Shabbat Message by Rabbi Jessica Spitalnic Mates graphic for Temple Beth El of Boca Raton

I sleep well, probably once every five nights. This ratio is resonant of advice I was given about my picky eater son when he was a toddler – as long as he eats one in five meals he’s good. It was a lesson for me back then that it is ok to find hope in less.

Such is the experience of hope for the Jewish people.

In our journey through the Omer leading to Shavuot and the giving of the Torah to the Jewish people, we have arrived at the theme of Hope. Hope is here in the week of greatest Hope for the Jewish people –the 75th anniversary of the birth of the state of Israel. For our people, Hope lies in the knowledge that even in the face of the greatest evil, or the most difficult challenge, there is the ability to find some small thread of Hope, even when the odds seem small.

How small? Look down at whatever you’re wearing and find the smallest thread of the fabric you can see. For the Jewish people, the literal understanding of the word for Hope in Hebrew is also the word for that small thread.

Literally.

In the Book of Joshua, a pair of Joshua’s spies are assisted by a prostitute from Jericho.

Her name is Rachav and she protects the spies by hiding them from enemies. For her kindness in protecting them, the spies tell her to let a small red thread hang out her window when the city is attacked. She is instructed to bring all her family to her home and as long as that red thread is there, she and her family will be protected. As the walls of her city of Jericho come tumbling down, that displayed red string will give protection to her family.

The Hebrew word for that string? Tikvah. Yes. The Hebrew word for the string that will protect Rachav’s family as her city is destroyed around her is tikvah.

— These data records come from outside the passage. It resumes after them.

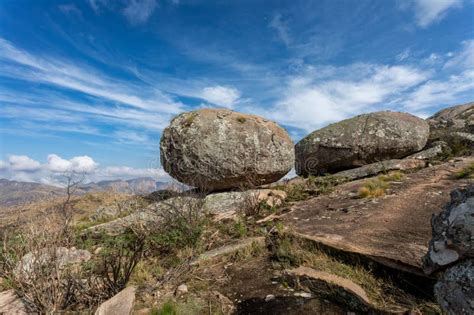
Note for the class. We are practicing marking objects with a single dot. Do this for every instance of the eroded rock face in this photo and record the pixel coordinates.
(455, 290)
(453, 232)
(216, 149)
(361, 140)
(455, 125)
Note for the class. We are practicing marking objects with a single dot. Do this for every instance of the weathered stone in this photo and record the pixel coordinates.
(435, 150)
(452, 231)
(217, 149)
(455, 125)
(227, 204)
(383, 166)
(61, 256)
(222, 205)
(181, 290)
(457, 117)
(12, 304)
(455, 290)
(361, 140)
(120, 304)
(333, 287)
(229, 249)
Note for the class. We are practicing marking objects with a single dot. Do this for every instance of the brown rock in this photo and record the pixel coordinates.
(216, 149)
(120, 304)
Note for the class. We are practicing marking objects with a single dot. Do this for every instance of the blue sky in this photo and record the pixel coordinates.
(90, 85)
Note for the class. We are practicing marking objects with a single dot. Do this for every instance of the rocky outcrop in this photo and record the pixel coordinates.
(379, 167)
(120, 304)
(455, 290)
(331, 286)
(361, 140)
(222, 206)
(216, 149)
(452, 232)
(12, 304)
(460, 117)
(229, 249)
(455, 125)
(435, 150)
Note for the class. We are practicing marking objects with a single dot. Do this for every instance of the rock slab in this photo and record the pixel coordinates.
(360, 140)
(217, 149)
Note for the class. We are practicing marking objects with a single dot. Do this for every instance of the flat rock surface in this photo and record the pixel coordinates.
(394, 229)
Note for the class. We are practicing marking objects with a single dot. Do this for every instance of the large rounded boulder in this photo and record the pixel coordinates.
(217, 149)
(360, 140)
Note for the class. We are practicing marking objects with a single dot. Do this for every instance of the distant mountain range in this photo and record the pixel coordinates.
(14, 193)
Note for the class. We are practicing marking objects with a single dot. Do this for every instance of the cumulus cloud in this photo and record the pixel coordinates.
(23, 163)
(428, 12)
(78, 164)
(53, 171)
(220, 95)
(139, 11)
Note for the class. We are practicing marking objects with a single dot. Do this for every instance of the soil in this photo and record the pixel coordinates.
(394, 229)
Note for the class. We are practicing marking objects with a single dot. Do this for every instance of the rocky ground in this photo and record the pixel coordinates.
(359, 241)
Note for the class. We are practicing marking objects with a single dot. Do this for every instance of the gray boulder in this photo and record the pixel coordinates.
(120, 304)
(217, 149)
(455, 125)
(453, 232)
(360, 140)
(455, 290)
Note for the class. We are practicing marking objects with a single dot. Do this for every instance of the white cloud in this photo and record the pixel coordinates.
(220, 95)
(281, 27)
(23, 168)
(78, 164)
(130, 172)
(67, 75)
(403, 55)
(23, 163)
(428, 12)
(139, 11)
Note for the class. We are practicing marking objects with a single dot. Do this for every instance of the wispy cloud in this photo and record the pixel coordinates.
(220, 95)
(52, 171)
(82, 79)
(428, 12)
(139, 11)
(309, 103)
(281, 27)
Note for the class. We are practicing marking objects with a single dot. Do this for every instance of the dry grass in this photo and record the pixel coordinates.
(381, 291)
(377, 187)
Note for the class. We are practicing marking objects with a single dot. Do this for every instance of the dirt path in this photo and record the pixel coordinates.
(394, 229)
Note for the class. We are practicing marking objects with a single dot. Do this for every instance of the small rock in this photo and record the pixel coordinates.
(452, 232)
(181, 290)
(455, 290)
(120, 304)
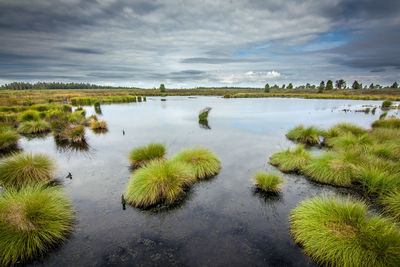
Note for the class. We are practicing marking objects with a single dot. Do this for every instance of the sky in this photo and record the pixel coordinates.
(199, 43)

The Hebrew word for this small piece of thread is the same Hebrew word for hope. Hatikvah, The Hope. With this teaching, Dr. Michael Marmur teaches that “this can be understood to say hope exists, even if it is as small as a thread, it exists. In a moment of despair and destruction, the literal red thread and its name of tikvah lays out for us that hope found even in the minutiae is still hope.”

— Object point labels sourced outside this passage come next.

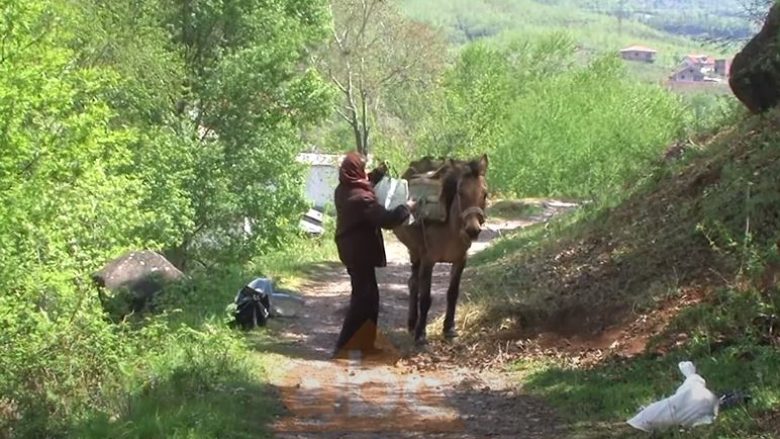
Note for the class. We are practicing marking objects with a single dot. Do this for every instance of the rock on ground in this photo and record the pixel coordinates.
(142, 274)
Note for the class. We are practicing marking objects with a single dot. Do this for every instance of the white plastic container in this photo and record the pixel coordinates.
(392, 192)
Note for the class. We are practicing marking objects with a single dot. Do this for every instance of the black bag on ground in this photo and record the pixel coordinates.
(253, 306)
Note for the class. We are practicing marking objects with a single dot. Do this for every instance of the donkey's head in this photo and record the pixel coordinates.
(466, 190)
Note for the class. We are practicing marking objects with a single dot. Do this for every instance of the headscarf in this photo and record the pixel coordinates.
(353, 171)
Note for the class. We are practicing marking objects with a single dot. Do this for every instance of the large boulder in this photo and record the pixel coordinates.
(136, 277)
(755, 71)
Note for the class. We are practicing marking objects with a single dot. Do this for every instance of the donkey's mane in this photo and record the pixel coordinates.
(454, 174)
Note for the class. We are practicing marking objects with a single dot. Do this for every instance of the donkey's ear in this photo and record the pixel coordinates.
(483, 164)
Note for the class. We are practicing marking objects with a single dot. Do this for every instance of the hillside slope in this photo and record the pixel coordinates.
(684, 267)
(468, 20)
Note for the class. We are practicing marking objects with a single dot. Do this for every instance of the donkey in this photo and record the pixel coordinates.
(464, 197)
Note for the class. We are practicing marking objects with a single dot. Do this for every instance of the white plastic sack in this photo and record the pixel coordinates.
(392, 192)
(691, 406)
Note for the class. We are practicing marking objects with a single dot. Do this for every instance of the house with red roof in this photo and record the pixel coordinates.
(638, 53)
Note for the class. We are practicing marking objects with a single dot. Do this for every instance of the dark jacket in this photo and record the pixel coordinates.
(359, 220)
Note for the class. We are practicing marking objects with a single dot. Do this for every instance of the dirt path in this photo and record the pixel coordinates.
(386, 398)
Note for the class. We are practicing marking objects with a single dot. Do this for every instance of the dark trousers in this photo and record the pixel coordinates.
(359, 329)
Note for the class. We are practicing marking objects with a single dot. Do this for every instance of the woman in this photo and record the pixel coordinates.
(359, 220)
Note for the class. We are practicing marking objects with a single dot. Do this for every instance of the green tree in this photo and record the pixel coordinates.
(373, 52)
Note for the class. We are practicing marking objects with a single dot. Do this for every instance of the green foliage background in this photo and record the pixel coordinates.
(140, 125)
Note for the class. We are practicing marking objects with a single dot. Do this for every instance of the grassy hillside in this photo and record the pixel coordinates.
(468, 20)
(725, 19)
(683, 267)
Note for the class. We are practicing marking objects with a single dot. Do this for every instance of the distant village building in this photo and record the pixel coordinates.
(688, 73)
(702, 68)
(701, 61)
(722, 67)
(638, 53)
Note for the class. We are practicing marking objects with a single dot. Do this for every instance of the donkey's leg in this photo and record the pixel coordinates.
(424, 291)
(452, 298)
(414, 286)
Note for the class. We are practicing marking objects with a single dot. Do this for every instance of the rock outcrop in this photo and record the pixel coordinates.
(137, 277)
(755, 71)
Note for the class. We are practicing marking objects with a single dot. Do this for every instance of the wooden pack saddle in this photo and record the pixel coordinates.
(426, 191)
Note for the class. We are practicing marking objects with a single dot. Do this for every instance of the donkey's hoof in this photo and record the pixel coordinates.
(449, 334)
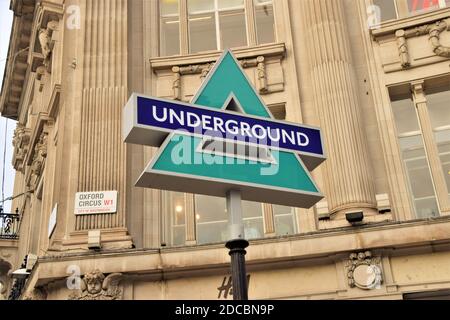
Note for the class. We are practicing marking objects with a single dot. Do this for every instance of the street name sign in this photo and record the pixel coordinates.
(225, 139)
(95, 202)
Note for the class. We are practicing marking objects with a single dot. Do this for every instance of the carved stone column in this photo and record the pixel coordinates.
(431, 146)
(348, 182)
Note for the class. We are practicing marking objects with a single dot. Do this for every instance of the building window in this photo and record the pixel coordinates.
(393, 9)
(387, 9)
(423, 128)
(214, 25)
(285, 222)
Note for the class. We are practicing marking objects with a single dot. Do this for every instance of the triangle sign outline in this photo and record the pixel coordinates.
(301, 169)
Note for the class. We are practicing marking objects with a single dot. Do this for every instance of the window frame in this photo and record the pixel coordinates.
(183, 14)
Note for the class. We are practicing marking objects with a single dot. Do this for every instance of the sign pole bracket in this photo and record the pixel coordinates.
(237, 245)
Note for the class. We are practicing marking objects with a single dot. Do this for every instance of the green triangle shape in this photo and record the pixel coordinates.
(226, 79)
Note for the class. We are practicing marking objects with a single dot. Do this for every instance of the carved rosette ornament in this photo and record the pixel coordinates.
(434, 32)
(36, 294)
(40, 154)
(95, 286)
(364, 271)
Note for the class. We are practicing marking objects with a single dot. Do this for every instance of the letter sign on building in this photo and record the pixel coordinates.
(226, 139)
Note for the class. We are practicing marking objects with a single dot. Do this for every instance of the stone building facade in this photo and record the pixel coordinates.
(373, 74)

It is said the first Israeli Prime Minister David Ben-Gurion, was so protective of Hatikvah, the anthem entitled Hope, that when a conductor seemingly altered the song’s tune during a state ceremony in 1958, he wanted the conductor reprimanded, Haaretz quoted the late prime minister saying in a 2004 article.

“After the fact it was clarified that it wasn’t improvisation, rather the orchestra couldn’t see the conductor because of horrible lighting,” the newspaper reported.

That “horrible lighting” is a great metaphor for all of us that even if tears, or pain, or war, or any element of our unsettled world filters our world view, that even if we are able to see the smallest sliver of light coming through the cracks of a broken world, there is hope to be found.